Kulala Guides: How to Survive Small Talk at a Party
For an introvert who seeks comfort in solace, the parties that roll around this time of the year might be a bit much to handle. But fret not, we have a game plan to help you socially thrive.| December 4, 2019
You’re a plus-one for the night. You’re standing in a circle of four with a glass of champagne in hand. Your partner is completely engaged in conversation with a friend. There’s a negligible envelop of space between you and the other plus-one you’re not acquainted with. As the conversation shows no signs of ending, a sense of awkwardness swells in the air you share with your fellow bystander.
You run through the possibilities in your mind, where anxiety is gradually occupying greater real estate with every passing syllable exchanged in the conversation you are not a part of. Do you guzzle down your untouched drink on hand and make your way to the bar for another? Should you excuse yourself from the circle to seek refuge in the powder room? Whip out your handphone and attend to an absolutely important imaginary phone call? Or execute the seemingly worst out of the options – dive headfirst into small talk with the still unfamiliar stranger. Oh, the horror.
It’s an all too familiar scenario that creeps up on the best of us introverts, particularly, when the parties roll around at the year end. Getting to a social event is half the battle won but thriving in a room full of strangers is a whole other ball game. And to channel the Joey Tribbani hidden within, you need a game plan. As an INFJ, I am genetically wired to be socially awkward – it is in my DNA. However, having be in the media industry for a good number of years, I have picked up a handful of pointers to distract myself from wishing the ground would swallow me whole at social events. I’m pulling out the best tricks from the books for my fellow Chandler Bing types to thrive at some good-natured banter.
#1: BREAK THE ICE WITH A COMPLIMENT
When no one else has introduced you to the circle, take the liberty to do so yourself. To get a conversation going, be generous with your compliments – the bag, the outfit, the hair, well, anything really. It’s a fool-proof segue into the details about yourself all while keepin’ it real smooth.
#2: BE CURIOUS
Even if the conversation starts on the shallow end, it pays to remember that the conversation is what you make of it. Being interested in the person you’re engaging with is a great way to encourage the dialogue from moving past frivolous small talk. It also shifts the attention away from you and onto the other person while you gather your confidence gradually as the banter progresses. Who knows, it might be a narrative that turns from being strangers to friends.

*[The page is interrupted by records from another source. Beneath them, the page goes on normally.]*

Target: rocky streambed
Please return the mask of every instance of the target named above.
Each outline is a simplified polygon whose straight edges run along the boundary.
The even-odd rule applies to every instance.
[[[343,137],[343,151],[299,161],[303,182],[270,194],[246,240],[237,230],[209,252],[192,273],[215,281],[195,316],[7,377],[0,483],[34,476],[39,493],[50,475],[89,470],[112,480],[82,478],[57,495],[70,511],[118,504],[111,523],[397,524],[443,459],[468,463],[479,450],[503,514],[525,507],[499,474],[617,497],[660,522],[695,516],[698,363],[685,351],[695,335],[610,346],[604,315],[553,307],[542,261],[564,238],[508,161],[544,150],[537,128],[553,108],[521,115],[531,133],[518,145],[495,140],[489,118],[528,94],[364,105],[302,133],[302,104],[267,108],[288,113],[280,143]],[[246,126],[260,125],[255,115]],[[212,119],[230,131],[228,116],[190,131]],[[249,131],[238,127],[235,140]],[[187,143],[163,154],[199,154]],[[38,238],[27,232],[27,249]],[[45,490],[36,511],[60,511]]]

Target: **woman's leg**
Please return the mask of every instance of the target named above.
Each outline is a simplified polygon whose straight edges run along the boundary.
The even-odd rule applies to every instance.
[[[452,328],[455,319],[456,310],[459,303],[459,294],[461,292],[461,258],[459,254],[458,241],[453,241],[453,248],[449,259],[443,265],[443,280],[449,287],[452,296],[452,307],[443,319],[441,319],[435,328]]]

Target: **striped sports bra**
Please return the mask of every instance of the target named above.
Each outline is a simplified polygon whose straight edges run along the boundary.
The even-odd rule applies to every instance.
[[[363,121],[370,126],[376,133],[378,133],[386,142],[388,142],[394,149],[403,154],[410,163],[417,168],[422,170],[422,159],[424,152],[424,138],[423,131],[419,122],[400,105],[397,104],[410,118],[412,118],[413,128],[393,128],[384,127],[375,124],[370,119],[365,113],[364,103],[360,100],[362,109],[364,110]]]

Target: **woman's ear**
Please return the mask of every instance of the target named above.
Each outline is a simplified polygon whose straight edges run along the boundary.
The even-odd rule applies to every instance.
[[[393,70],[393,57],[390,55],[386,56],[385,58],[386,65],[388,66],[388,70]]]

#3: INSERT YOURSELF INTO THE CONVERSATION
You have to understand that you can’t entirely remove yourself from the narrative by only asking questions. You do not want it to feel like an interrogation. You want your questions to ideally lead into a topic of common interest – keep this at the recesses of your mind before you get too carried away with your mental checklist of questions.
#4: READ THE ROOM
If you feel a conversation drawling on and on, do yourself and the other person a favour concluding the pointless chatter. You should always look to end a conversation on a pleasant note before things go south. My go-to verbal waltz out of a conversation is the classic, “I think I should check on my friend, it has been awhile.” Yes, it IS as easy as that. You can then sink into the comfort of your beloved friend who you might not have seen for all of what might have been ten minutes.